Because tornadoes are rare in Hawaii, the National Weather Service says they are that much more difficult to predict. Plus, emergency leaders say they were dealing with a flash flood warning that went out almost the same time the funnel clouds formed.
In tornado country, when weather conditions are ripe for a funnel cloud to touch down, what you typically hear is a siren. But in Kapolei - no siren, no tornado warning.
"The thunderstorm that spawned the tornado didn't appear to be tornadic in nature and we didn't have a warning up for that event," said Ray Tanabe of the National Weather Service.
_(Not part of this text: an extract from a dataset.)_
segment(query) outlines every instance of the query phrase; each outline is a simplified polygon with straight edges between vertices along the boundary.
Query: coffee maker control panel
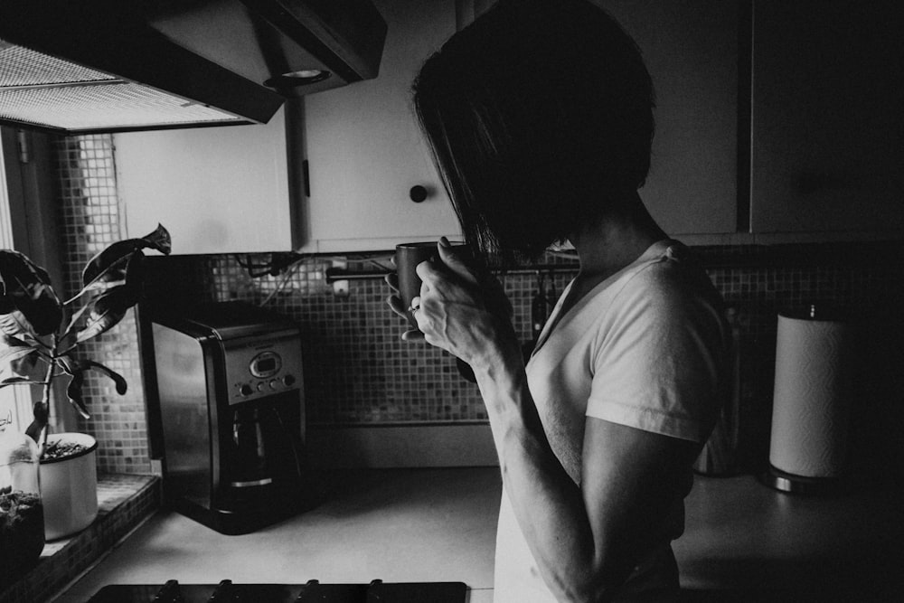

Tanabe says the tornado that tore through the Kapolei Golf Course was too quick and weak to catch on radar.
"In the case of the tornado on Kauai in December 2008, we did actually see a good radar signal and we issued a tornado warning in advance of the tornado touching down," said Tanabe.
Even if there was a warning, emergency leaders say they wouldn't sound the sirens for fear of triggering unnecessary panic across the islands.
"The sirens are a very drastic measure because everyone on the island can hear them and with the Coconut Wireless, everyone in the state would know when the sirens are being sounded," said Peter J.S. Hirai of the Honolulu Department of Emergency Management.
Instead, the community at risk would get warnings from police, fire, and a team of volunteers, using a public address system in their vehicles.
At Kapolei Middle School where kids and staff's safety was at risk, some say that could have proved useful. Fortunately, the principal says the cloud jumped over the school.
"It disintegrated above the school and a lot of the rubbish fell in some parts but nothing major happened here," said Annette Nishikawa, Kapolei Middle School Principal.
Emergency officials remind the public, if you see a funnel cloud, don't stop and stare, run for cover. In this case, when it touched down, flying debris, including rocks, were spinning up to 70 miles per hour.